Not believing in God is dangerous for bloggers in Bangladesh
Ananta Bijoy Das is the third atheist blogger to be killed in Bangladesh - a country where it's dangerous to say you don't believe in God.
Masked men with machetes stabbed the author to death near his home, police say.
He's the third secular writer to be murdered in the last few months.
These bloggers speak out about the separation of church and state and criticise religious intolerance and Islamic fundamentalism.
Bangladesh has a mainly Muslim population - about 90% - with a further 9% of people identifying as Hindu, according to the World Factbook.
Over the last few years there has been a "harsh crackdown" on civil liberties and freedom of speech, Human Rights Watch says, affecting both religious fundamentalists and those who argue for free speech and for faith to be separate from government.
Speaking to BBC Asian Network from Bangladesh, Sara Hossain, a human rights lawyer, said much of the population was caught between religious fundamentalism and an increasingly restrictive state.
"For many people, it's becoming too frightening to speak," she said.
It's not just religious extremists who face punishment from the state. People who speak out in favour of secularism, are also being prosecuted Ms Hossain said.
"Given the strength of state forces, security forces, its intelligence... I wonder if enough is being done," she said.
"It seems a lot of resources are being diverted into fighting its political enemies... and trying to silence people the government sees as dissenters, even when they could be allies in fighting extremism and fundamentalism."
Although al-Qaeda has claimed responsibility for the death of Mr Das, there has been an increase in state arrests under the Information and Communication Act.
In October, parliament passed a bill updating the act to increase the length of sentences and give police more powers to arrest, Human Rights Watch says.
Speaking about the previous killings, a spokesman at the Bangladesh Embassy in Washington said government authorities were "shocked" and were taking "all measures to find the culprits".
"Bangladesh is committed to fighting and ending extremism in all forms."
Fundamentalist groups such as Hifazat-e-Islam Bangladesh, are calling for an end to secular education and want politics to be informed by religion. It's claimed they have started violent protests to achieve their aims.
Avijiti Roy was the first secular blogger to have been killed this year.
His wife, who was also hurt in the attack, said Bangladesh Prime Minister Sheikh Hasina had not got in touch to offer her condolences.
Mr Roy's widow, Rafida Bonya Ahmed, lost a thumb in the February attack.
Mrs Hasina's son, Sajeeb Wazed, has since said his mother spoke privately to Mr Roy's father but claimed the political situation in Bangladesh is too unsettled for her to make her comments in public.

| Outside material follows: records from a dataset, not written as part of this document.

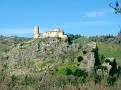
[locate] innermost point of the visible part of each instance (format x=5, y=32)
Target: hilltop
x=30, y=62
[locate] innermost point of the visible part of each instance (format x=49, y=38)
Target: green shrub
x=80, y=58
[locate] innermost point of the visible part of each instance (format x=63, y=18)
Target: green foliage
x=69, y=72
x=98, y=79
x=84, y=52
x=80, y=58
x=80, y=73
x=111, y=80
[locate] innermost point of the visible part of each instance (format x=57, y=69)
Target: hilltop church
x=55, y=33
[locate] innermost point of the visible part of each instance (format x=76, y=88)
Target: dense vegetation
x=60, y=67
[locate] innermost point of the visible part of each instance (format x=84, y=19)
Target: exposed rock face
x=110, y=66
x=39, y=55
x=89, y=59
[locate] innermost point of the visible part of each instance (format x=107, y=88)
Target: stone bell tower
x=36, y=32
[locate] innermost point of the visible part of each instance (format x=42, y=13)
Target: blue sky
x=84, y=17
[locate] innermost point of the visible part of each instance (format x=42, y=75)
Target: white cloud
x=26, y=32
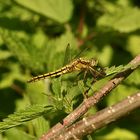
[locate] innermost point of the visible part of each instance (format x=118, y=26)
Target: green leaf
x=4, y=54
x=59, y=10
x=17, y=134
x=20, y=117
x=133, y=44
x=121, y=134
x=123, y=20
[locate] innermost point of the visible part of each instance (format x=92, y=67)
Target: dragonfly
x=80, y=64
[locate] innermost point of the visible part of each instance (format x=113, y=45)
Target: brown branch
x=91, y=101
x=100, y=119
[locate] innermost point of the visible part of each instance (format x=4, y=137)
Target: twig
x=91, y=101
x=101, y=118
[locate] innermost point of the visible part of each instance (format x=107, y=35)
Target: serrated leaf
x=20, y=117
x=123, y=20
x=59, y=10
x=113, y=70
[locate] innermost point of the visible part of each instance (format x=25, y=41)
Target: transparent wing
x=67, y=57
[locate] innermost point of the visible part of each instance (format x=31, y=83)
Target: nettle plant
x=69, y=91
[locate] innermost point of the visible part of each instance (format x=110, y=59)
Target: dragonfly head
x=93, y=62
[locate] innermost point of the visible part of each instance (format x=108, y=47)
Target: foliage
x=33, y=39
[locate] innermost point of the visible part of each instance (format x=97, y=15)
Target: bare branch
x=91, y=101
x=100, y=119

"We are walking a fine line here," said Mr Wazed in an interview.
"We don't want to be seen as atheists. It doesn't change our core beliefs. We believe in secularism.
"But given that our opposition party plays that religion card against us relentlessly, we can't come out strongly for him. It's about perception, not about reality."
After Mr Roy's death, his daughter Trisha Ahmed, who is based in the US, released a statement on Facebook.
She wrote: "I think his story should be heard in the US because Bangladesh is powerless; it's corrupt, there is no law and order, and I highly doubt that any justice will come to the murderers.